L’ultimo colpo di strategia populista è stato come una buccia di banana per il sindaco di Taormina candidato alle Europee. Il no al Ponte sullo Stretto, ruolo, ideologia e “ambiente” che non gli appartiene, rischia di costargli caro. Non tanto per il “no” in sé quanto per la repentina giravolta politica che appare come una caduta in termini di credibilità e coerenza. La manifestazione sotto il Pilone di Ganzirri, a Capo Peloro, se non fosse stata supportata dalla musica probabilmente avrebbe avuto una minore partecipazione, probabilmente più in linea con i numeri fotografati al Teatro Vittorio Emanuele qualche sera prima.

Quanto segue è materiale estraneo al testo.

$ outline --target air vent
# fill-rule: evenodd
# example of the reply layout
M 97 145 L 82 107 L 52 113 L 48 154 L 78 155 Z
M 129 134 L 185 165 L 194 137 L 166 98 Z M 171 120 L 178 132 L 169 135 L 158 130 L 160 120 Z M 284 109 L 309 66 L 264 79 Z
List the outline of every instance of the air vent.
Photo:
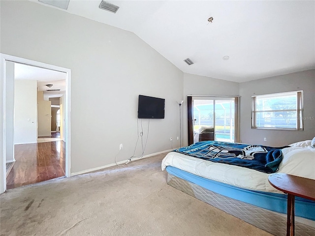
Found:
M 99 7 L 103 10 L 106 10 L 106 11 L 110 11 L 113 13 L 116 13 L 119 8 L 119 6 L 114 5 L 113 4 L 110 3 L 107 1 L 102 1 L 99 4 Z
M 186 62 L 187 64 L 188 64 L 189 65 L 190 65 L 193 64 L 193 62 L 192 62 L 192 61 L 190 60 L 189 58 L 188 58 L 187 59 L 185 59 L 185 60 L 184 60 L 184 61 L 185 62 Z
M 38 0 L 38 1 L 66 10 L 70 0 Z

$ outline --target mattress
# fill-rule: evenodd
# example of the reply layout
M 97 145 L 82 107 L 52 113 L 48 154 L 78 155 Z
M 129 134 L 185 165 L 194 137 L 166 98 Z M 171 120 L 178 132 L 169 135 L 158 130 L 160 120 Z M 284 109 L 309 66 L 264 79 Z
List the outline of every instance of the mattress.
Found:
M 203 188 L 170 173 L 167 175 L 170 185 L 208 203 L 229 214 L 276 236 L 285 235 L 286 218 L 269 210 L 237 201 Z M 295 235 L 315 236 L 315 225 L 307 225 L 295 220 Z
M 315 148 L 293 147 L 282 149 L 278 173 L 315 179 Z M 238 187 L 282 193 L 268 181 L 270 174 L 237 166 L 212 162 L 174 151 L 166 155 L 161 168 L 171 166 L 189 173 Z

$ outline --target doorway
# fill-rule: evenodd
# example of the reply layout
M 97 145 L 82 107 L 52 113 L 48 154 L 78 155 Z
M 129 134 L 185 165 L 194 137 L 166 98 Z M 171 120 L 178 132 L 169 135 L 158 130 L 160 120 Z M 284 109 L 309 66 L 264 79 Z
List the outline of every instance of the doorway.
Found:
M 59 66 L 50 65 L 48 64 L 43 63 L 38 61 L 29 60 L 21 58 L 11 56 L 5 54 L 0 54 L 1 58 L 1 84 L 0 84 L 0 99 L 1 102 L 1 108 L 0 112 L 1 114 L 6 114 L 6 112 L 10 113 L 10 111 L 12 111 L 13 109 L 11 105 L 7 102 L 12 98 L 12 95 L 10 92 L 10 88 L 8 87 L 7 85 L 12 83 L 12 77 L 8 75 L 8 71 L 7 71 L 7 62 L 14 62 L 21 63 L 28 65 L 31 66 L 39 67 L 41 68 L 45 68 L 49 70 L 52 70 L 56 71 L 63 72 L 66 75 L 66 90 L 65 90 L 65 98 L 64 100 L 64 119 L 62 121 L 64 129 L 64 137 L 63 139 L 65 141 L 64 144 L 64 149 L 63 151 L 64 153 L 64 161 L 65 161 L 65 175 L 66 177 L 70 176 L 70 166 L 71 166 L 71 158 L 70 158 L 70 81 L 71 81 L 71 71 L 69 69 L 60 67 Z M 7 64 L 9 64 L 8 63 Z M 7 72 L 8 72 L 7 74 Z M 14 77 L 13 77 L 14 78 Z M 14 96 L 14 95 L 13 95 Z M 3 106 L 2 105 L 3 104 Z M 6 138 L 8 136 L 12 135 L 14 133 L 14 127 L 12 128 L 6 129 L 8 123 L 7 119 L 0 118 L 0 149 L 1 151 L 0 152 L 0 174 L 1 175 L 1 179 L 0 180 L 0 193 L 4 192 L 6 189 L 6 160 L 8 155 L 10 155 L 11 149 L 13 150 L 14 152 L 14 143 L 13 141 L 11 142 L 11 139 L 7 140 Z M 31 121 L 31 120 L 28 120 Z M 37 143 L 37 142 L 36 142 Z M 8 151 L 7 151 L 7 150 Z M 14 154 L 13 154 L 14 155 Z M 14 156 L 14 155 L 13 155 Z M 12 157 L 11 157 L 12 158 Z
M 189 145 L 205 141 L 236 142 L 238 98 L 189 97 Z

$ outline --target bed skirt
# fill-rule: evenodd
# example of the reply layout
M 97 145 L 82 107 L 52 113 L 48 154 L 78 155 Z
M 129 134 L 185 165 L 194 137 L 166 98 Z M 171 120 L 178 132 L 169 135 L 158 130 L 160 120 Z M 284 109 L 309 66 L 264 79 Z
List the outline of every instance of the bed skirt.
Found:
M 177 177 L 168 172 L 167 183 L 185 193 L 273 235 L 285 235 L 286 217 L 219 194 L 195 183 Z M 315 228 L 297 222 L 296 220 L 295 226 L 295 235 L 297 236 L 315 236 Z

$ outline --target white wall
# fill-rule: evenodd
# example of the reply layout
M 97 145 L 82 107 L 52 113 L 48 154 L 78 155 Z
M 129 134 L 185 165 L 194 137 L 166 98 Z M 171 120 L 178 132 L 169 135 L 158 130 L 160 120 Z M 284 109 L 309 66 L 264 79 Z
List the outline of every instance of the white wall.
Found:
M 37 81 L 15 80 L 14 144 L 37 141 Z
M 51 102 L 37 101 L 38 137 L 51 135 Z
M 118 160 L 132 155 L 140 94 L 166 99 L 145 155 L 171 148 L 182 71 L 130 32 L 29 1 L 0 4 L 1 53 L 71 70 L 71 173 L 114 163 L 121 143 Z
M 14 145 L 13 134 L 14 130 L 14 63 L 7 61 L 6 63 L 6 75 L 8 79 L 5 85 L 5 147 L 6 162 L 13 162 L 14 159 Z
M 251 128 L 252 96 L 303 90 L 304 130 L 272 130 Z M 315 136 L 315 70 L 254 80 L 240 84 L 241 140 L 248 144 L 282 146 Z M 263 141 L 263 138 L 267 141 Z
M 184 145 L 187 145 L 188 142 L 187 127 L 188 95 L 232 96 L 238 95 L 238 83 L 219 80 L 206 76 L 184 73 L 184 96 L 185 99 L 184 103 L 182 105 L 183 106 L 182 111 L 184 113 Z

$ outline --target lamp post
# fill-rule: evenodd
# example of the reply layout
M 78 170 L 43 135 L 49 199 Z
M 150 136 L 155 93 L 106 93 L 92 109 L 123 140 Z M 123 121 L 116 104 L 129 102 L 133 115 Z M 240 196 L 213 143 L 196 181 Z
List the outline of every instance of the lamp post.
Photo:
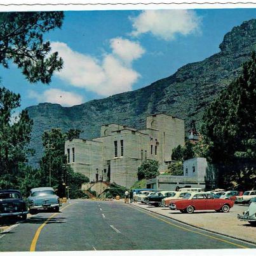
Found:
M 51 150 L 55 149 L 55 147 L 53 147 L 51 144 L 49 143 L 46 145 L 46 149 L 49 150 L 49 186 L 51 187 Z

E se Barcellona Pozzo di Gotto ha in qualche risposto meglio, Messina sembra essersi improvvisamente disinnamorata dell’autoproclamatosi “imperatore delle due Sicilie”. I commenti sotto i post sono implacabili e diffusamente negativi e trasmettono una cocente delusione. E anche il quotidiano cittadino, la Gazzetta del Sud, stamattina non è tenero nei confronti del “Sindaco d’Italia”. Il collega Lucio D’Amico scrive infatti che “il sentimento è cambiato e se De Luca riempiva le piazze, adesso non è più così”.

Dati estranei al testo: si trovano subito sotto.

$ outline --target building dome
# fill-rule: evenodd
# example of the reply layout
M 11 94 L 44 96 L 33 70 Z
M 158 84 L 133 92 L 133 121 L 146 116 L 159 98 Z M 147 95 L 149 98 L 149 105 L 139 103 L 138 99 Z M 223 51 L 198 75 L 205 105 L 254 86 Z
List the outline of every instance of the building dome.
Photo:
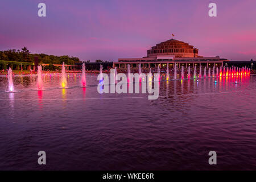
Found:
M 147 51 L 148 57 L 158 55 L 175 55 L 175 57 L 197 57 L 198 49 L 184 42 L 170 39 L 161 42 Z

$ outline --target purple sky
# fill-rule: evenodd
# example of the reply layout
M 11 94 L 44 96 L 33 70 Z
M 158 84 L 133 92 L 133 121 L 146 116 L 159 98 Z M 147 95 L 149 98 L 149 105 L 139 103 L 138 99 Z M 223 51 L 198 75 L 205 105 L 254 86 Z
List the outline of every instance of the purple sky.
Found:
M 47 16 L 38 17 L 38 4 Z M 208 16 L 210 2 L 217 17 Z M 142 57 L 156 43 L 187 42 L 204 56 L 256 60 L 256 1 L 1 0 L 0 50 L 81 60 Z

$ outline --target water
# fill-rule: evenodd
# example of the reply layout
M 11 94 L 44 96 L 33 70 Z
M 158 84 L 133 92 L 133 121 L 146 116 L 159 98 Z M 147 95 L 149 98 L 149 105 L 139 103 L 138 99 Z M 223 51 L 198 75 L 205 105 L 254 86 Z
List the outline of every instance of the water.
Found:
M 160 78 L 161 78 L 161 75 L 160 75 L 160 65 L 158 64 L 158 81 L 160 81 Z
M 117 67 L 115 67 L 115 84 L 117 83 Z
M 184 67 L 181 67 L 181 80 L 184 79 Z
M 156 100 L 100 94 L 86 78 L 60 89 L 43 74 L 38 91 L 36 75 L 15 76 L 7 93 L 0 76 L 0 169 L 256 169 L 255 76 L 160 81 Z
M 200 65 L 200 68 L 199 70 L 199 78 L 201 78 L 201 77 L 202 77 L 202 66 Z
M 174 64 L 174 80 L 177 79 L 177 64 Z
M 42 66 L 39 65 L 38 66 L 38 89 L 39 90 L 43 89 L 43 81 L 42 80 Z
M 170 73 L 169 73 L 169 63 L 167 63 L 167 66 L 166 68 L 166 80 L 170 80 Z
M 82 64 L 82 79 L 81 80 L 82 86 L 86 86 L 86 78 L 85 73 L 85 65 L 84 63 Z
M 60 81 L 60 84 L 62 88 L 67 88 L 67 82 L 66 77 L 66 70 L 65 69 L 65 63 L 62 64 L 61 68 L 61 80 Z
M 11 70 L 11 67 L 9 67 L 9 69 L 8 70 L 8 91 L 9 92 L 13 92 L 14 91 L 14 89 L 13 87 L 13 71 Z
M 188 66 L 188 78 L 190 79 L 190 67 L 189 66 Z
M 196 78 L 196 67 L 194 67 L 194 79 Z
M 129 77 L 130 77 L 130 64 L 128 64 L 127 67 L 128 67 L 127 68 L 127 82 L 130 82 Z
M 204 67 L 204 78 L 206 78 L 206 67 Z

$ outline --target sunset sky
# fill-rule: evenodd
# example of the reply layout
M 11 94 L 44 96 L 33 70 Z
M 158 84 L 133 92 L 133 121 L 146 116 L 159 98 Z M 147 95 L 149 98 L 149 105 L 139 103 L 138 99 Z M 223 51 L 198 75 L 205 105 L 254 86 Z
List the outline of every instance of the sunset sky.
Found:
M 46 4 L 46 17 L 38 5 Z M 217 4 L 217 17 L 208 5 Z M 32 53 L 81 60 L 142 57 L 171 38 L 204 56 L 256 60 L 256 1 L 1 0 L 0 50 L 26 46 Z

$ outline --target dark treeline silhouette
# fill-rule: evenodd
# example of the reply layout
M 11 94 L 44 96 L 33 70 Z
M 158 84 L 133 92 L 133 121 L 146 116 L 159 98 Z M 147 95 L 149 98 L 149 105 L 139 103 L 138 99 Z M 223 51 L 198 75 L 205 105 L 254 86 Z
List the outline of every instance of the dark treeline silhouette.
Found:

Un fatto incontestabile, nonostante l’affannosa smentita dei fedelissimi e dei fan più attivi. Messina è implacabile e questa legge che già valeva anche per l’arte e per a musica, eleggendo il Teatro di Messina quale palcoscenico tra i più scomodi e critici d’Italia già prima del 1908, vale ancora e come una ferrea regola di corsi e ricorsi, vale anche per De Luca. Il rischio per il candidato De Luca e per il “soldato” Basile è quello di bollire lentamente fino a risvegliarsi di botto in una pentola di acqua che da tiepida è diventata calda, anzi bollente.